書誌情報
著者:宮澤伊織
イラスト:窓口基
装幀:伸童舎
発行日:2024年10月31日
発売日:2024年10月31日
出版社:東京創元社
レーベル:創元SF文庫
ISBN:9784488798017
版型:文庫版
宇宙から落下した高次元知性体が、人間と融合した“憑依体”。暴走する彼らを止められるのは、同じ“憑依体”となった少女だけだった。〈裏世界ピクニック〉著者による本格アクションSF!
引用:東京創元社
メモ
全身機械化された兵士たちが、地球外生命に憑依され世界を危機に陥れる災厄と化した人間と戦うミリタリーSF。機械化部隊の男性隊員の視点から描かれていますが、地球外生命に憑依されながらも、人類側の味方となったニーナとカミラのやりとりが楽しい、百合SFとしての側面も持っています。

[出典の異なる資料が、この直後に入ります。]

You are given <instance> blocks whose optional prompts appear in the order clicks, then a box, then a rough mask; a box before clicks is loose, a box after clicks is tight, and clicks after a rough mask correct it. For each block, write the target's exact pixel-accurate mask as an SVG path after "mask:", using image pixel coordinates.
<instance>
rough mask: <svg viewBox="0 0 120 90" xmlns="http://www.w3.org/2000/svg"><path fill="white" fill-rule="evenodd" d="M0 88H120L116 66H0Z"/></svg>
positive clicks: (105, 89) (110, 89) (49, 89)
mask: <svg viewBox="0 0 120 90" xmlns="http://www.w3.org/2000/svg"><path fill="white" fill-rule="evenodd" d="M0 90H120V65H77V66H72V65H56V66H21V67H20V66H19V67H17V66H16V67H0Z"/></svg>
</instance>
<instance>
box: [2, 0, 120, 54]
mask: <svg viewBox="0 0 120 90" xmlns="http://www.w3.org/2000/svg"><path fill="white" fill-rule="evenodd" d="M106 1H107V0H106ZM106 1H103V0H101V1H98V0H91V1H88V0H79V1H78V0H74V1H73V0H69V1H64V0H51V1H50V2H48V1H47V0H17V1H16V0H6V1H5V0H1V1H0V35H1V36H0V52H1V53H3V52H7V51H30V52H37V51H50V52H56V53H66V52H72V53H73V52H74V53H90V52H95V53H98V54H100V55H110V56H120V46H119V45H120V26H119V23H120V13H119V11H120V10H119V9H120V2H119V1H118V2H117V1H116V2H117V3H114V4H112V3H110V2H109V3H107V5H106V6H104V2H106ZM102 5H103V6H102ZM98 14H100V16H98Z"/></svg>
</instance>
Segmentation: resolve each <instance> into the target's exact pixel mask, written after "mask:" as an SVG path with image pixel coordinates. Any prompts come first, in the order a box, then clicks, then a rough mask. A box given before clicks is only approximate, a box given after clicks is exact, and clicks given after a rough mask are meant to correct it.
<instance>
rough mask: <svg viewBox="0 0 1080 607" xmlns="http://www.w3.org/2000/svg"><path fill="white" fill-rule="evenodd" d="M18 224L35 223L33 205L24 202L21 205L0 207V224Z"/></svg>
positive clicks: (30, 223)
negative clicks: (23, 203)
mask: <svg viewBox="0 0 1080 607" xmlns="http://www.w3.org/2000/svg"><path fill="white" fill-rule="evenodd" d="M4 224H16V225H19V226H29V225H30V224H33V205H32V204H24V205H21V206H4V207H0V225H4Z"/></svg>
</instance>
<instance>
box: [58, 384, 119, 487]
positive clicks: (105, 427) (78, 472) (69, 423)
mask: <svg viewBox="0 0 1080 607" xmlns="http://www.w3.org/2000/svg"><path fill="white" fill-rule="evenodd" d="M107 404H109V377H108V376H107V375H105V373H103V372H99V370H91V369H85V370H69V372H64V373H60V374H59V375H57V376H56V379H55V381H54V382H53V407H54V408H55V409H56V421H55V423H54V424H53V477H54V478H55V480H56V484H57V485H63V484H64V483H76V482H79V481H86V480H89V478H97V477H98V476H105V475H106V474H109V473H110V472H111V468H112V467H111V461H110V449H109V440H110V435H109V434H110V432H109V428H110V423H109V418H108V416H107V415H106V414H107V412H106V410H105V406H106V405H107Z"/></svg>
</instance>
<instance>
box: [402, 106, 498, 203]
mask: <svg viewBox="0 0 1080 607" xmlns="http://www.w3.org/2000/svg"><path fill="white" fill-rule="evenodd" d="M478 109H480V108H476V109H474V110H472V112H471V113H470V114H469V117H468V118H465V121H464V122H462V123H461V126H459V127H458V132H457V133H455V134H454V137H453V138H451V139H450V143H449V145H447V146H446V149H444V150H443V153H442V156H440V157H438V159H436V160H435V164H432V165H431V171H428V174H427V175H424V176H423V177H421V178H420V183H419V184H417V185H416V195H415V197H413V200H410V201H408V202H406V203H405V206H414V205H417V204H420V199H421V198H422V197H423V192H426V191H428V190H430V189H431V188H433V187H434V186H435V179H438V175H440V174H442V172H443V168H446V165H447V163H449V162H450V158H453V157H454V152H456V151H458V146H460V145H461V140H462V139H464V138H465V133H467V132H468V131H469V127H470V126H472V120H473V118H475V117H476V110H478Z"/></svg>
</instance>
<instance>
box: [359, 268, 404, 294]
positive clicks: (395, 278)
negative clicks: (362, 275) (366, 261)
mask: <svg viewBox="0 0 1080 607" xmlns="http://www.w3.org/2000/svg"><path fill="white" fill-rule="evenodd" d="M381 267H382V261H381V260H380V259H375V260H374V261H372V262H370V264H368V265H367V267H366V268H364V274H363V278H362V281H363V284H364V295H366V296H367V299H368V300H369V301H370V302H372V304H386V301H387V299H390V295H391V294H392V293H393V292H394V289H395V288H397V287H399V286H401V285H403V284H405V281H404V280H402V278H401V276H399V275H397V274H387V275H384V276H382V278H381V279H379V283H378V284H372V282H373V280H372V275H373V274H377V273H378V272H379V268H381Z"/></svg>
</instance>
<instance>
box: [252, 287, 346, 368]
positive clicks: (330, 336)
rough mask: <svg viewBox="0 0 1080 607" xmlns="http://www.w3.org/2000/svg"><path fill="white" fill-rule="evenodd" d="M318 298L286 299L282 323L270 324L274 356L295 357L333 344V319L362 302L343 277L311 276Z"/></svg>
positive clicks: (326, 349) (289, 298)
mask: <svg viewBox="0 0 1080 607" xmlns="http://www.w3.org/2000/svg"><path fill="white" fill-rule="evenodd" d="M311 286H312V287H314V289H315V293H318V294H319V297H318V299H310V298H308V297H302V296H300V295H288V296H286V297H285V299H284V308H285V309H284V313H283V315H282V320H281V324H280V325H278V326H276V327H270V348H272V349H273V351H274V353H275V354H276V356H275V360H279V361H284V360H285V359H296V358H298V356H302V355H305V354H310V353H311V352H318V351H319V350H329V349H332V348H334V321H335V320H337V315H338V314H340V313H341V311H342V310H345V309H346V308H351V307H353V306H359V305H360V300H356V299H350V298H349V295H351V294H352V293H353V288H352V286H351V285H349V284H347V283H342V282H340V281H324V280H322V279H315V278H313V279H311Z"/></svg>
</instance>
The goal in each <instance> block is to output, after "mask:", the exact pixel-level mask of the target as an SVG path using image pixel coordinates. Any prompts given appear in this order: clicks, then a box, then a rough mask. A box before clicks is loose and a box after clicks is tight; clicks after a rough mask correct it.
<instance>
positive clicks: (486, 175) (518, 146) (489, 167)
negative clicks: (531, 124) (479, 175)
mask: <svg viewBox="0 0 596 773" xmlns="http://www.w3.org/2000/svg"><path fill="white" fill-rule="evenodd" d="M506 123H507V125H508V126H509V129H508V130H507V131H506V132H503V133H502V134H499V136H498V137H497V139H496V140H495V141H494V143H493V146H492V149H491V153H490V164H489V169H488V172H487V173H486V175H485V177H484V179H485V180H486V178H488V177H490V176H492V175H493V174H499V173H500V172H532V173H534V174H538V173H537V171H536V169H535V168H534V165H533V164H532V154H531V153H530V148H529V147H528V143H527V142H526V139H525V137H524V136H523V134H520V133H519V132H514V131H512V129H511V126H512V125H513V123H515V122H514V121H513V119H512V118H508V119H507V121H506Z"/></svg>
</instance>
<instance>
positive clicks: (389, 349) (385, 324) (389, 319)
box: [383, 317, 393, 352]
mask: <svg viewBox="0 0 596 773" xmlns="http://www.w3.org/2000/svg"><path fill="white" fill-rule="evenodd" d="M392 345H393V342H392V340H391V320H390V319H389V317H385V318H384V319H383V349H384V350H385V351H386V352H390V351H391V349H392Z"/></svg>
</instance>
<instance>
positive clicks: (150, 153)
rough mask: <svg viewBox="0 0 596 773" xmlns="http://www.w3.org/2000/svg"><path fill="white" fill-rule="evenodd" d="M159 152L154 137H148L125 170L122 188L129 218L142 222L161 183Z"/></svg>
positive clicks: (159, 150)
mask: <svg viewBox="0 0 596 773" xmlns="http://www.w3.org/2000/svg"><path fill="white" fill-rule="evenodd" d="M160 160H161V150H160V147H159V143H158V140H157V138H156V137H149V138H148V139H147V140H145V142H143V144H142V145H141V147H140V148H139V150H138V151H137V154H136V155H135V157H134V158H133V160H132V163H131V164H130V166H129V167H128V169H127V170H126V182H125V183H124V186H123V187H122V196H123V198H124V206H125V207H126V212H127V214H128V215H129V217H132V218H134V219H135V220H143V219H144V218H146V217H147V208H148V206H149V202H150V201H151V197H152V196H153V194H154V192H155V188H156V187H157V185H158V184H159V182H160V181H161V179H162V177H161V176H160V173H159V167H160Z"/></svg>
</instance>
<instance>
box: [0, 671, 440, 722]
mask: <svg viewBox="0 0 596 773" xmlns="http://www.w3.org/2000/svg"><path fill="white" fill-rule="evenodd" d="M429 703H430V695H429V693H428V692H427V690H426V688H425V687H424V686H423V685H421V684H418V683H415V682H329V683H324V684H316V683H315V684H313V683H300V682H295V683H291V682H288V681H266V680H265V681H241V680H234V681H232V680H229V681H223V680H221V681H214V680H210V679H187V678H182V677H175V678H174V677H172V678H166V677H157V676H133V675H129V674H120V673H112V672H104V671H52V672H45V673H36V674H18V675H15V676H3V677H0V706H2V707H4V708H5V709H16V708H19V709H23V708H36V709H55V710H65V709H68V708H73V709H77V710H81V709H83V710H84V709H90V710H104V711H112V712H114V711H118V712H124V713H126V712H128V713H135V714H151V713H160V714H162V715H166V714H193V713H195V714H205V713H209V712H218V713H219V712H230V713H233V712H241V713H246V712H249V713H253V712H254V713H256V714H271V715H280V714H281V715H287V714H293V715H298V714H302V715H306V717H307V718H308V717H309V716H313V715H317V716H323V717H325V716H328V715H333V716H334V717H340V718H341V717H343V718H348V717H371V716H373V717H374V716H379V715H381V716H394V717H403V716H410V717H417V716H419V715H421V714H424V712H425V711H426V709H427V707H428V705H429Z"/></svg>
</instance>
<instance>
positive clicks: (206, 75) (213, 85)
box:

ニーナは、脅威と戦うために強化された結果、見かけは10代半ばだけれど、ほんとうは8歳(初登場時)。一体だけでも地球を滅ぼしかねない強力な敵に対し、人類の未来という重責を小さな双肩に担う健気な女の子。強大な力を持つ反面、年相応の幼さもあって、いっしょに戦う辛苦の分ちあえるおともだちを求めています。
一方、相方となるカミラは、20代の大人の女性ですが、人類にとって死は救いであるという厄介な思想の持ち主で、近寄るだけで生物に死をもたらすことができる物騒な能力を持つキャラ。悪さを働いたときに、一度、ボコボコにされてから、ニーナをボスとして認めているため、態度はぶっきらぼうながらも、ニーナには従順で献身的、ときにはちょっと意地悪をしてみたりと、ニーナをかわいがっています。それに、ニーナ以外には懐かず、周囲には酷薄な面を覗かせるのも特徴です。
ニーナにとっても大事な仲間であり、保護者的な立場でもあるカミラですが、もう少し話が合う同年代の子とお友達になれたらいいなと思うニーナに対して拗ねてしまったり、姉妹のような関係性ですが、どっちがお姉ちゃんなのかわからなくなるようなくるくる立場の入れ変わる関係で魅せてくれます。
百合がメインの作品ではありませんが、百合の神髄をよく理解してる作者だけに、ひとつ一つの描写が濃密で、百合好きにとっても読んで損はない作品だと思います。